New Delhi: The Centre has formed a six-member committee to give a report on ways to improve India’s Haj policy and also look into issue of subsidy to the pilgrimage in light of 2012 Supreme Court order on gradually reducing and abolishing it by 2022.
Former Consulate General of India (CGI), Jeddah, Afzal Amanullah has been appointed as convener of the high-level panel, Union Minister of State for Minority Affairs (Independent Charge) Mukhtar Abbas Naqvi told reporters in New Delhi on Saturday.
Bombay High Court judge (retd) SS Parkar, ex-Haj Committee of India chairman Qaiser Shamim, former Air India CMD Michael Mascarenhas and Muslim scholar-chartered accountant Kamal Faruqui are also part of the panel, which will have the Ministry Joint Secretary J Alam as member secretary.
Among other, the committee will figure out whether the pilgrims can travel to Saudi Arabia paying less in the absence of the subsidy. “The experts committee has been formed and it will give us report in a month or two on how India’s Haj policy can be improved, how the pilgrims can get maximum concessions and how Haj can be managed better,” Naqvi said.
He said that the panel will speak to all the stakeholders concerned before finalising and submitting its report.
“There are several issues relating to Haj subsidy. Some people are of the view that it should go, some say it should be there. Some have suggested the system at AIR India should be changed. The SC has given its verdict.

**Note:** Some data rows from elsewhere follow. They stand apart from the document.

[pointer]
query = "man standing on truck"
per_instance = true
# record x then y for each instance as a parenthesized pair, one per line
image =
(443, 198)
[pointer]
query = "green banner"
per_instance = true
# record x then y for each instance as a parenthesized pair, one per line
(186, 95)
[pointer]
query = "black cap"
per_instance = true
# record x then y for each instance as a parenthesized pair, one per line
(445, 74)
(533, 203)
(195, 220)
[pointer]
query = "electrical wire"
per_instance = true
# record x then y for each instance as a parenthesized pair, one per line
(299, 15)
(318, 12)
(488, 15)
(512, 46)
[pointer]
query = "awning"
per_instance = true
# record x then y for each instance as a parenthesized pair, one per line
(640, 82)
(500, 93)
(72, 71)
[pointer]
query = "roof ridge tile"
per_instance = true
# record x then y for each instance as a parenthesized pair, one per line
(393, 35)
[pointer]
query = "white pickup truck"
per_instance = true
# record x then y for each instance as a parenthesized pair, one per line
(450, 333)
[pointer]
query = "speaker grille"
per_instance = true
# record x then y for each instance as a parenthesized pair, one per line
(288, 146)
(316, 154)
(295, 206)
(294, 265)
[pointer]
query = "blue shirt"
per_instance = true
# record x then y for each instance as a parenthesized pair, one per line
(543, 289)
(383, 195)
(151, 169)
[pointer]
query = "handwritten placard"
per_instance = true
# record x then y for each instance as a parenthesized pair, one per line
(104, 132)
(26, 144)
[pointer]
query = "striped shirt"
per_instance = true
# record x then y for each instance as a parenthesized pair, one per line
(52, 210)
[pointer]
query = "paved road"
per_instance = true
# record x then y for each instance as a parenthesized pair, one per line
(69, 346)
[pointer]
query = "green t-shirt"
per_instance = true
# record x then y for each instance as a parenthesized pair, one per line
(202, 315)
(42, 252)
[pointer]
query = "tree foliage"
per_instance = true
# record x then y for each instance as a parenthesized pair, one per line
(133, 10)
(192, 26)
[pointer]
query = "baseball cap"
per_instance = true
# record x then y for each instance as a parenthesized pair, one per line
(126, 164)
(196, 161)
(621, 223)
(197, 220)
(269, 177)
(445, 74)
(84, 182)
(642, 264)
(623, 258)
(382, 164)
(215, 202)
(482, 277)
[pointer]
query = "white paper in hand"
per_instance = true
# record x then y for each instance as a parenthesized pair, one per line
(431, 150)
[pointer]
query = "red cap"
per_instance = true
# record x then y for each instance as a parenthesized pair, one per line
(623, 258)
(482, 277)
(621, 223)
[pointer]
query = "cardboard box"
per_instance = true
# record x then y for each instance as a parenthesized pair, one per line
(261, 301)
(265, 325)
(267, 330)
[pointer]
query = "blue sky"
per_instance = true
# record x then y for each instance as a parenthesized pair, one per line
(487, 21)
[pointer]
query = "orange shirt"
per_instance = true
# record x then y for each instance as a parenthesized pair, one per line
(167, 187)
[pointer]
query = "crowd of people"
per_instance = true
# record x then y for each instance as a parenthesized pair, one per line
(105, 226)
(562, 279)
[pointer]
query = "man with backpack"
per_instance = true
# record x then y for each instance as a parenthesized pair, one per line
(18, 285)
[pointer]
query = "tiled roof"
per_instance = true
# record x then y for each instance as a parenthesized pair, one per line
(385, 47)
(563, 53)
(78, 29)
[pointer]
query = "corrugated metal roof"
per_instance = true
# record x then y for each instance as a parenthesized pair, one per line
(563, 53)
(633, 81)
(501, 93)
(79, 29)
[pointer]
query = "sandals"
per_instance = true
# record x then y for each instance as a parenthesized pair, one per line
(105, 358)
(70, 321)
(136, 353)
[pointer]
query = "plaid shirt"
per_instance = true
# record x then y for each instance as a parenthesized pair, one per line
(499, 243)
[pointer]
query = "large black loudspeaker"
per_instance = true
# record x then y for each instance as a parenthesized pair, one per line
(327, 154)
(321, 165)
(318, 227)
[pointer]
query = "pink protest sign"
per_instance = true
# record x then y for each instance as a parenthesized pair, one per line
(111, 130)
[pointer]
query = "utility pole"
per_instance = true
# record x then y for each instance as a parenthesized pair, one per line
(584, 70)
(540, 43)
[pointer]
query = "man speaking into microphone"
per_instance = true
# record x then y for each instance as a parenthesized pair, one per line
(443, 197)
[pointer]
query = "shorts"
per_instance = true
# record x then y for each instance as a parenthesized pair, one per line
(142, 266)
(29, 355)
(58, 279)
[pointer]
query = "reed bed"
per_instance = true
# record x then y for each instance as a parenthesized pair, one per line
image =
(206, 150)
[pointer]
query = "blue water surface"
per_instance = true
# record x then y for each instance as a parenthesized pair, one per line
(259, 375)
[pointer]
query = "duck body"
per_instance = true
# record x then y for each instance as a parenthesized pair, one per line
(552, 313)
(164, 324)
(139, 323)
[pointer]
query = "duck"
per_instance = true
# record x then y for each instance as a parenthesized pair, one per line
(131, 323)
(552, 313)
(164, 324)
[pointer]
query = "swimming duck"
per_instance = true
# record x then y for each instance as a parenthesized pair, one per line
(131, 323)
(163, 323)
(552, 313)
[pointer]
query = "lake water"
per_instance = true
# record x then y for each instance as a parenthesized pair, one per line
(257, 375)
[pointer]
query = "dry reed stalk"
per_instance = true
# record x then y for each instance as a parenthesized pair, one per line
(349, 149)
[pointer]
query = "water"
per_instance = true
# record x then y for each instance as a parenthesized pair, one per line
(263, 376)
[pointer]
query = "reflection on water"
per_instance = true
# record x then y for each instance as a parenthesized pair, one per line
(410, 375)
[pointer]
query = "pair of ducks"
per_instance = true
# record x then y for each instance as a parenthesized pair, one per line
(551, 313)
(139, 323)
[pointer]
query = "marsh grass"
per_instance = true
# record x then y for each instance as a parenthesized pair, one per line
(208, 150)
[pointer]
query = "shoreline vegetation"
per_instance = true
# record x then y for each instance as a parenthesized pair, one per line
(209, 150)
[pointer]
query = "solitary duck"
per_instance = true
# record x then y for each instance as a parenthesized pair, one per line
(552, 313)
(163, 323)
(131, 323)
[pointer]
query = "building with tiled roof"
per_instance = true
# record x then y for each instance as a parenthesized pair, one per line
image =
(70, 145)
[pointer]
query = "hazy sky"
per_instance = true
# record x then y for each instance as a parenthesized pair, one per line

“Hence, the experts committee has been formed to look into these aspects. It will speak to all the stakeholders and soon, we will figure out some way,” he said on asked about the issue of floating global tender for air travel to Haj.
According to sources, the panel will examine implications of various directions of the apex court with regard to the existing Haj policy, and suitable amendments in it.
The committee will also review the effectiveness of Haj Committee of India’s management of pilgrims’ accommodation and air travel. It will also assess the aspects of transparency, consumer satisfaction and disclosure requirements for private tour operators to protect interest of the pilgrims with a view to make the policy of greater assistance to the pilgrims, the sources said.
Last month, in the biggest hike in nearly three decades, Saudi Arabia had increased India’s annual Haj quota by 34,500, increasing it from 1,36,020 to 1,70,520 pilgrims.